読書という営み

毎月、出版社のPR誌が無料で配布されています。そのなかでも、岩波書店の「図書」はその代表格のひとつです。内容は学術的、専門的なので、気軽に読むわけにはいきません。自ずと読む側も、ひとつ構えてしまいます。

しかし、そうした硬い読み物ばかりでなく、柔らな読み物もあります。それを読むために、書店に行くと必ず「図書」を貰ってきます。もらえない場合は神保町の信山社に行くと貰うことができます。

そのなかに、毎月各自が「本と私の時間」というテーマで、読書についての話を書いています。

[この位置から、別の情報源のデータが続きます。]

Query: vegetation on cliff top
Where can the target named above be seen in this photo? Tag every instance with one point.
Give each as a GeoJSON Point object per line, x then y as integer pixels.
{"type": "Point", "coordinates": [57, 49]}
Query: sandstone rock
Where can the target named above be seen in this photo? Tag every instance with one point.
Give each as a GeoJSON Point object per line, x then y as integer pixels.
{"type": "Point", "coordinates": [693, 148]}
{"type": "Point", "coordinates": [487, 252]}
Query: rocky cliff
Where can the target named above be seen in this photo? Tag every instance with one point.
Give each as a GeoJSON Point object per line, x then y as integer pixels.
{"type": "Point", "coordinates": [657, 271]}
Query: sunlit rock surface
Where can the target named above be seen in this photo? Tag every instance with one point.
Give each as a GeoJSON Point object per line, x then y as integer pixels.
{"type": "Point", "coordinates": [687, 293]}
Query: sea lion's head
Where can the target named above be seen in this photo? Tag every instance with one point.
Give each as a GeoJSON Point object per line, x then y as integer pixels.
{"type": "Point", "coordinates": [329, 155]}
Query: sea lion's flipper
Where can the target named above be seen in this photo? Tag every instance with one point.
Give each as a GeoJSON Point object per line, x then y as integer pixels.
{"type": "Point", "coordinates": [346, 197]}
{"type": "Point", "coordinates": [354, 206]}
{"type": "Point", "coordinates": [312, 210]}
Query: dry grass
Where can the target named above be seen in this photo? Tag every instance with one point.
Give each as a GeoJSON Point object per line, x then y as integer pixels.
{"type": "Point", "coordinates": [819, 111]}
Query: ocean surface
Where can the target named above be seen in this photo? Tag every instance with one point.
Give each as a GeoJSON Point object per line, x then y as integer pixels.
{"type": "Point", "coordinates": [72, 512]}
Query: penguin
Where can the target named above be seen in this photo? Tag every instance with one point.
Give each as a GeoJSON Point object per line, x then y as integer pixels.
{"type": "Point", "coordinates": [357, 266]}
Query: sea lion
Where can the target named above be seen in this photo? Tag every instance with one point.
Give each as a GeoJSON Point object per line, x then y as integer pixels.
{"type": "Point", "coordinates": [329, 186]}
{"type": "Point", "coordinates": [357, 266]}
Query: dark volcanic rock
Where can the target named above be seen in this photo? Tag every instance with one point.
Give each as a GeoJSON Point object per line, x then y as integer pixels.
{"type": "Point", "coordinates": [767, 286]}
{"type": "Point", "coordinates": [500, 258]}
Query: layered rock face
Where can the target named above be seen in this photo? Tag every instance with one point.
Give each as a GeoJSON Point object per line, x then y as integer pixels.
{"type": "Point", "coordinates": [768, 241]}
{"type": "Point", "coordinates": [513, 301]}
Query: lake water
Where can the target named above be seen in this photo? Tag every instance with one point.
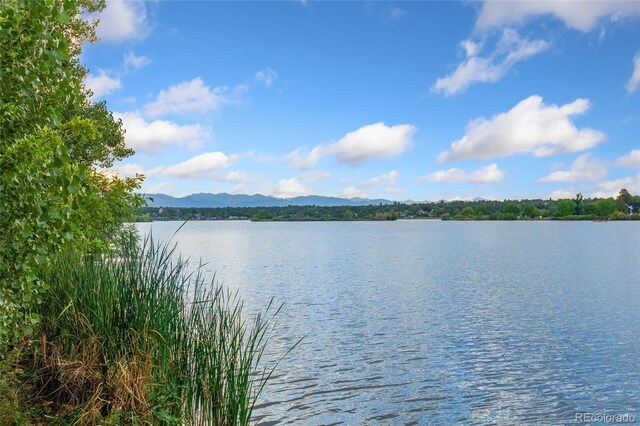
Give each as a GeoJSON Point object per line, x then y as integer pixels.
{"type": "Point", "coordinates": [430, 322]}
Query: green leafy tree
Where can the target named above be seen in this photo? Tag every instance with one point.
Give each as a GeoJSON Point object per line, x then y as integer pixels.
{"type": "Point", "coordinates": [623, 199]}
{"type": "Point", "coordinates": [604, 207]}
{"type": "Point", "coordinates": [480, 210]}
{"type": "Point", "coordinates": [578, 201]}
{"type": "Point", "coordinates": [531, 211]}
{"type": "Point", "coordinates": [52, 141]}
{"type": "Point", "coordinates": [511, 208]}
{"type": "Point", "coordinates": [565, 208]}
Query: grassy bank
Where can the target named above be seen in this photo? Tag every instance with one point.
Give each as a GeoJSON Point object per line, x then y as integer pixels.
{"type": "Point", "coordinates": [133, 338]}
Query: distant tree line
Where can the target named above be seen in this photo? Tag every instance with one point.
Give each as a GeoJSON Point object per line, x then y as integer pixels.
{"type": "Point", "coordinates": [622, 207]}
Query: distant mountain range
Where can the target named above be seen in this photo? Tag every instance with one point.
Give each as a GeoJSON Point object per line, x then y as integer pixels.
{"type": "Point", "coordinates": [257, 200]}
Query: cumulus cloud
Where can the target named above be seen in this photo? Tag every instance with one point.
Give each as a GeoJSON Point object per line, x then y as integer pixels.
{"type": "Point", "coordinates": [386, 179]}
{"type": "Point", "coordinates": [287, 188]}
{"type": "Point", "coordinates": [583, 168]}
{"type": "Point", "coordinates": [353, 192]}
{"type": "Point", "coordinates": [188, 96]}
{"type": "Point", "coordinates": [510, 49]}
{"type": "Point", "coordinates": [630, 160]}
{"type": "Point", "coordinates": [157, 135]}
{"type": "Point", "coordinates": [634, 80]}
{"type": "Point", "coordinates": [529, 127]}
{"type": "Point", "coordinates": [127, 170]}
{"type": "Point", "coordinates": [259, 157]}
{"type": "Point", "coordinates": [102, 84]}
{"type": "Point", "coordinates": [487, 174]}
{"type": "Point", "coordinates": [313, 176]}
{"type": "Point", "coordinates": [202, 167]}
{"type": "Point", "coordinates": [372, 142]}
{"type": "Point", "coordinates": [266, 76]}
{"type": "Point", "coordinates": [580, 15]}
{"type": "Point", "coordinates": [135, 62]}
{"type": "Point", "coordinates": [122, 20]}
{"type": "Point", "coordinates": [299, 158]}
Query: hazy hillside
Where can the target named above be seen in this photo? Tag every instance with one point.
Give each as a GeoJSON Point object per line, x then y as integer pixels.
{"type": "Point", "coordinates": [257, 200]}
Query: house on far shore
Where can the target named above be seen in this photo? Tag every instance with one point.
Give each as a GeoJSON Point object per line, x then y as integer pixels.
{"type": "Point", "coordinates": [633, 207]}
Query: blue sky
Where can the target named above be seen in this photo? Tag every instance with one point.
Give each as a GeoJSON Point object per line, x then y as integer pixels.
{"type": "Point", "coordinates": [399, 100]}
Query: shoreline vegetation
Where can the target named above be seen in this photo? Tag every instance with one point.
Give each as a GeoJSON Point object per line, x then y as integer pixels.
{"type": "Point", "coordinates": [624, 207]}
{"type": "Point", "coordinates": [96, 325]}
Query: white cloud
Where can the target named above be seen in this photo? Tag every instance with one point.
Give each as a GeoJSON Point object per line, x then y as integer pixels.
{"type": "Point", "coordinates": [300, 159]}
{"type": "Point", "coordinates": [203, 166]}
{"type": "Point", "coordinates": [634, 80]}
{"type": "Point", "coordinates": [188, 96]}
{"type": "Point", "coordinates": [583, 168]}
{"type": "Point", "coordinates": [353, 192]}
{"type": "Point", "coordinates": [560, 194]}
{"type": "Point", "coordinates": [122, 20]}
{"type": "Point", "coordinates": [372, 142]}
{"type": "Point", "coordinates": [375, 141]}
{"type": "Point", "coordinates": [386, 179]}
{"type": "Point", "coordinates": [580, 15]}
{"type": "Point", "coordinates": [267, 76]}
{"type": "Point", "coordinates": [101, 84]}
{"type": "Point", "coordinates": [360, 190]}
{"type": "Point", "coordinates": [157, 135]}
{"type": "Point", "coordinates": [611, 188]}
{"type": "Point", "coordinates": [313, 176]}
{"type": "Point", "coordinates": [287, 188]}
{"type": "Point", "coordinates": [259, 157]}
{"type": "Point", "coordinates": [529, 127]}
{"type": "Point", "coordinates": [630, 160]}
{"type": "Point", "coordinates": [136, 62]}
{"type": "Point", "coordinates": [487, 174]}
{"type": "Point", "coordinates": [510, 49]}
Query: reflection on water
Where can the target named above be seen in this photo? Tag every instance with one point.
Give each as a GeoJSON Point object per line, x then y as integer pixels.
{"type": "Point", "coordinates": [417, 322]}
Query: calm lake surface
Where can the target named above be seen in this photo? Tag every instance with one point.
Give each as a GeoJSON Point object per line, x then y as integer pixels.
{"type": "Point", "coordinates": [430, 322]}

今月10月号は精神科医の泉谷閑示さんが「読書する怠け者、読書しない怠け者」というタイトルで書いています。

その中の「読書という営み」について書いた箇所がよかったので、メモしておきます。

<「劇を見に行って心の平衡(バランス)を失うことがなければ、その夜の収支決算は赤字である。」と演出家ピーター・ブルックスは書いているが、「経験」とは、自身の内的成熟のために「心の平衡を失うこと」を厭わずに「身を開いて」生きることなのである。そしてまた読書という営みも、「開かれた」姿勢でなされなければ、「経験」にはなり得ないものなのだ。>

読書をする場合には、身も心も開かれた状態にすることが大切だと思います。心のバランスを失うことも恐れずに。いや敢えて失っても、そうすることで成熟するための経験を積むことができる。まさに同感です。

しかし、心のバランスを敢えて失っても、開かれた境地でいられるかどうか。有言実行できればいいのですが、 その前で二の足を踏んでしまいます。ですから、アンバランスへの、少しの勇気を、なのです。

週刊 ダイヤモンド 2010年 10/16号 [雑誌]

これもまたタイムリーな特集!
「読む・めくる」「選ぶ・買う」
「残す・運ぶ」「著す・編む」
の4つの視点から徹底研究!!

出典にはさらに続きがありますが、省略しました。